Pride and Parakeets

I bet none of you have ever withheld praise from someone you love. I’m embarrassed to say, I did this recently. Just plain ugliness. My husband Rick is a man of many hobbies. I have three: reading, cooking, and going to the YMCA.

One of his hobbies is raising outdoor parakeets. Last summer, a virus struck his birds. All forty of them died. I found him in the backyard burning his bird atrium to the ground.

“I’m really sorry,” I said.

“I’m starting over. Building a new one. Some boards were rotten.”

“Why don’t you buy a couple of new birds and keep them inside?”

After he burned the house, I found him mixing cement–for footings and a new floor, he said.

“You mean, like a real house?”

“Yep.”

“Seems like a lot of work to me.”

Over the next few weekends, I pretended to read a book, but really, I sat outside studying my husband.

Trying to figure him out.

As the new house started coming together something came over me, but I didn’t tell him how I felt.

That I adored his eye for detail. His creativity.

Mostly, I admired him for not giving up.

For not taking the easy way out.

I would have.

Then one day he finished.

He’d stained the log siding to match our log house–even used the same tin roof!

What happened next completely undid me.

When he put Mr. and Mrs. Parakeet inside their new home, they scooted close together and kissed.

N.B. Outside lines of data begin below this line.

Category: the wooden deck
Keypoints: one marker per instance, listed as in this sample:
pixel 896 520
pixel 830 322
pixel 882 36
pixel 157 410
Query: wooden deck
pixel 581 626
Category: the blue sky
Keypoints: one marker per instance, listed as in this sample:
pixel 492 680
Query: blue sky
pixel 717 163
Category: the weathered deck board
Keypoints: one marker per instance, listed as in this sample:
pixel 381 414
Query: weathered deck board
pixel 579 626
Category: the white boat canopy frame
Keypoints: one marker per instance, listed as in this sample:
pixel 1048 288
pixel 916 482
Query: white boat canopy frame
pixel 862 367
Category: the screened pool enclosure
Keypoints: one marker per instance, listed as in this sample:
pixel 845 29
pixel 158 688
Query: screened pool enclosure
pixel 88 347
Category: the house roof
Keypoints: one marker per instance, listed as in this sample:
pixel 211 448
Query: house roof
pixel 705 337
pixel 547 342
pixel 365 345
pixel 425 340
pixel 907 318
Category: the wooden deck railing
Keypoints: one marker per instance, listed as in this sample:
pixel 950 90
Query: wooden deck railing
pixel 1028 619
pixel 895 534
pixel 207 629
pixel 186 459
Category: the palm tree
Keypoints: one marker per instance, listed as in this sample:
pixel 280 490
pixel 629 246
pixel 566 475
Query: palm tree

They weren’t shy about expressing their gratitude.

Clearing my throat, I walked toward my man and his new birds. “You amaze me. You did a beautiful job.”

“No big deal.”

“Yes it is. I should’ve told you sooner.”

We kissed like happy parakeets.

Me and my foolish pride.

Pride prevents praise.

Have you ever held back from praising someone? Please…somebody say yes.

Love,

Julie

I Should Have Known Better

One Saturday this April I decided to take up gardening. I thought about wearing gloves, but I didn’t.

I wanted to look tough like a real gardener, you know, get my hands dirty. And when my husband saw me working, he’d think, wow, she sure knows what she’s doing.

Ha! Huge mistake.

I spent hours pulling weeds around our house and along the edge of woods.

Over the next few hours/days/weeks, I developed a horrible rash–the kind that itches all day and wakes you from a dead sleep.

It started as red bumps on my knee, forehead, and eyebrow and spread to my neck and face. Blistered and oozing.

You’ve probably figured out what I had, but I was clueless.

I argued with my dermatologist. “It can’t be poison ivy. I don’t get poison ivy.” Growing up, I felt smug when my brothers and sister had it.

“That doesn’t matter,” the doctor said. “You can develop an allergy at any time.”

Stupid me! I’d spent a day hanging out with poison ivy–practically befriending the weed.

Warning! Warning! Leaves of three, leave them be!!

Poison ivy is sneaky. It doesn’t look the least bit dangerous. 

There were spiritual truths buried among these leaves.

1. When I ignore that Still Small Voice (wear gloves), I’m going to regret it.

2. When I work to get noticed or praised, my motives are wrong. Pride is involved.

3. Sometimes what trips me up looks incredibly innocent.

Be careful, my friends~

Thoughts on life? Spiritual lessons?

Who’s had poison ivy? What worked for you?